Acte d'accusation : aux Etats-Unis, Fox a acheté les droits des Mondiaux 2018 et 2022 pour 450 millions de dollars, pour se retrouver avec une Coupe du monde qatarie en concurrence frontale avec la saison de football américain, le championnat de hockey et la saison de NBA. Au Royaume-Uni, Sky Sports, qui paye plus d'un milliard d'euros par an pour diffuser la Premier League, se retrouve avec un creux de dix semaines dans sa programmation. 

Comment ça va finir : curieusement, quinze jours avant la décision définitive de programmer le Mondial 2022 en hiver, Fox s'est vu attribuer les droits du Mondial 2026 sans aucun appel d'offre. Le tout quelques semaines après que son patron, Rupert Murdoch, fut venu se plaindre dans le bureau de Sepp Blatter, remarque Bloomberg (en anglais). Coïncidence ? Son principal rival, ESPN, qui a pourtant diffusé le Mondial brésilien, est vent debout : "Alors comme ça, la Fifa a donné les droits du Mondial 2026 sans faire jouer la concurrence ? #typiquedelaFIFA", a tweeté Bob Ley, le présentateur vedette de la chaîne. 

Probabilité d'un procès : minime. D'après le Daily Telegraph (en anglais), Sky Sports va chercher à obtenir une compensation financière à l'amiable. Sky est aussi la propriété de Rupert Murdoch, bien en cour à la Fifa.

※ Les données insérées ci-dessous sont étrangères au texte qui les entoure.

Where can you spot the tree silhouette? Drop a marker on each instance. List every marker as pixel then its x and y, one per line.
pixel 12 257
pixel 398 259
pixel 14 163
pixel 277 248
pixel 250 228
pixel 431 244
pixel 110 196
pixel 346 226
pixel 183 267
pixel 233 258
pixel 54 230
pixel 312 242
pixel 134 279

Si ESPN décidait d'aller au tribunal, la Fifa aurait beau jeu de rappeler que les droits de la Coupe du monde 2006 n'avaient pas fait l'objet d'un appel d'offres, note le New York Times (en anglais).

Les pays contre la Fifa

Acte d'accusation : le cahier des charges de la Coupe du monde précise explicitement que "la Coupe du monde est prévue pour juin ou juillet 2022". Cinq ans plus tard et après un processus d'attribution entaché de forts soupçons de corruption, la date est finalement changée. Particulièrement remontée, l'Australie, candidate malheureuse, brandit toujours sa menace d'aller en justice. La fédération réclame depuis 2011 le remboursement des 40 millions d'euros déboursés pour sa candidature, en partie financés par de l'argent public. La Fifa y oppose une fin de non-recevoir. 

Comment ça va finir : autre candidat mécontent, les Etats-Unis ont posé une option sur l'édition 2026, avec de fortes chances de l'obtenir (ce qui arrangerait bien Fox News, qui a récupéré les droits sans coup férir). Un des vice-présidents de la Fifa, Jeffrey Webb, a déclaré sur la BBC (en anglais) que les infrastructures du pays étaient "si bonnes qu'il pourrait accueillir la Coupe du monde l'an prochain sans problème". En outre, le principal concurrent pour accueillir l'édition 2026, la Chine, souffre du fait que l'édition précédente se sera déroulée sur le continent asiatique. 

Probabilité d'un procès : faible. Dans le fameux cahier des charges de la Coupe du monde 2022, il est écrit noir sur blanc que les pays candidats "s'engagent à ne pas contester les décisions prises par la Fifa". Si l'Australie s'entêtait, il y a de fortes chances que son action n'aboutisse pas. Une analyse de 30 pages du Northwestern Journal of International Law & Business (PDF en anglais) conclut qu'"il est peu probable qu'une action légale puisse être intentée contre le comité exécutif de la Fifa", faute de voies de recours adaptées.